From mboxrd@z Thu Jan  1 00:00:00 1970
From: Douglas Gilbert <dgilbert@interlog.com>
Subject: Re: T10 WCE interpretation in Linux & device level access
Date: Wed, 24 Apr 2013 11:40:12 -0400
Message-ID: <5177FCDC.6010304@interlog.com>
References: <5176E3E8.3000809@redhat.com>
Reply-To: dgilbert@interlog.com
Mime-Version: 1.0
Content-Type: text/plain; charset=ISO-8859-1; format=flowed
Content-Transfer-Encoding: 7bit
Return-path: <linux-scsi-owner@vger.kernel.org>
Received: from smtp.infotech.no ([82.134.31.41]:43703 "EHLO smtp.infotech.no"
	rhost-flags-OK-OK-OK-OK) by vger.kernel.org with ESMTP
	id S1752450Ab3DXPlZ (ORCPT <rfc822;linux-scsi@vger.kernel.org>);
	Wed, 24 Apr 2013 11:41:25 -0400
In-Reply-To: <5176E3E8.3000809@redhat.com>
Sender: linux-scsi-owner@vger.kernel.org
List-Id: linux-scsi@vger.kernel.org
To: Ric Wheeler <rwheeler@redhat.com>
Cc: "linux-scsi@vger.kernel.org" <linux-scsi@vger.kernel.org>, "Martin K. Petersen" <mkp@mkp.net>, James Bottomley <James.Bottomley@HansenPartnership.com>, Jeff Moyer <jmoyer@redhat.com>, Tejun Heo <tj@kernel.org>, Mike Snitzer <snitzer@redhat.com>

On 13-04-23 03:41 PM, Ric Wheeler wrote:
>
> For many years, we have used WCE as an indication that a device has a volatile
> write cache (not just a write cache) and used this as a trigger to send down
> SYNCHRONIZE_CACHE commands as needed.
>
> Some arrays with non-volatile cache seem to have WCE set and simply ignore the
> command.
>
> Some arrays with non-volatile cache seem to not set WCE.
>
> Others arrays with non-volatile cache - our problem arrays - set WCE and do
> something horrible and slow when sent the SYNCHRONIZE_CACHE commands.
>
> Note that for file systems, you can override this behavior by mounting with our
> barriers disabled (mount -o nobarrier .....). There is currently no way do
> disable this for anything using the device directly, not through the file system.
>
> Some applications run against block devices - not through a file system - and
> want not to slow to a crawl when they have an array in my problem set.
>
> Giving them a hook to ignore WCE seems to be a hack, but one that would resolve
> issues with users who won't want to wait months (years?) for us to convince the
> array vendors.
>
> Is this a hook worth doing?
>
> Have we hashed this out in the T10 committee?

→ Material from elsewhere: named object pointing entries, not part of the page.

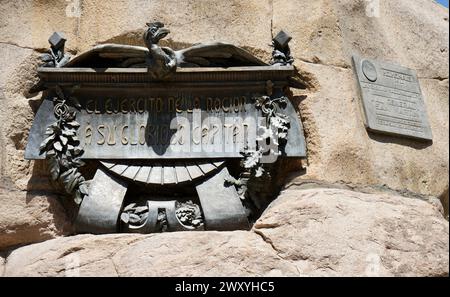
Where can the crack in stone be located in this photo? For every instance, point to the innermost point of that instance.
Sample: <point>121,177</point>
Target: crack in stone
<point>24,47</point>
<point>271,18</point>
<point>343,66</point>
<point>268,241</point>
<point>439,78</point>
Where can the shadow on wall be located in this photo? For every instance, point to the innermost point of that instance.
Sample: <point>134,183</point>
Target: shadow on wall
<point>444,201</point>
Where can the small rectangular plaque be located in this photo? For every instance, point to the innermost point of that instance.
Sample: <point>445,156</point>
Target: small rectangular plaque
<point>392,100</point>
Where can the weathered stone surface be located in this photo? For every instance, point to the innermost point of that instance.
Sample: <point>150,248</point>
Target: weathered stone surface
<point>27,218</point>
<point>330,32</point>
<point>341,150</point>
<point>340,232</point>
<point>325,36</point>
<point>314,232</point>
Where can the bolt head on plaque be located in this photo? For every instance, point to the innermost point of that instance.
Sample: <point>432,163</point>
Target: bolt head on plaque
<point>282,39</point>
<point>57,40</point>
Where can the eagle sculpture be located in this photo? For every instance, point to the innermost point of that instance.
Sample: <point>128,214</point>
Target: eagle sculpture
<point>163,60</point>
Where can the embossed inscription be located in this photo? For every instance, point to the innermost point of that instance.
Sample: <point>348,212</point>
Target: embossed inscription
<point>392,99</point>
<point>167,126</point>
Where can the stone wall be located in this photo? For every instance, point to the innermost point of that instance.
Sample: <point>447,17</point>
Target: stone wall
<point>325,36</point>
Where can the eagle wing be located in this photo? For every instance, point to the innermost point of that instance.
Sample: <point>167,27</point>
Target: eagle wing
<point>216,54</point>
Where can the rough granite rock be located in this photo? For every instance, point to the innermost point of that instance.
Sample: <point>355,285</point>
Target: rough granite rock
<point>30,217</point>
<point>315,232</point>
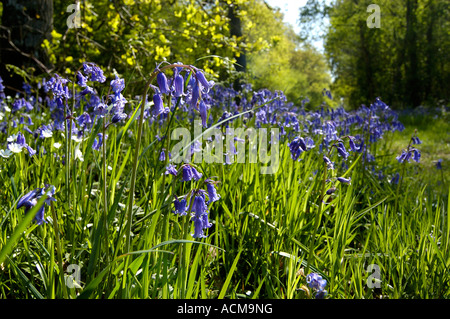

Naturally I'm biased, but I tend to think the user space
is usually smarter than the kernel. That assumes skilled
users.

So if the user space issues a SYNCHRONIZE_CACHE with the
IMMED bit set and for the whole disk then the user should
have a way of forcing that command to be issued. The
assumption here is that the skilled user is about to power
down that array or pull some disks or SSDs *.

The more questionable cases are when a file system or the
block layer is issuing a barrier or some such that
translates to a SYNCHRONIZE_CACHE. That should be ignored
in some cases already discussed in this thread.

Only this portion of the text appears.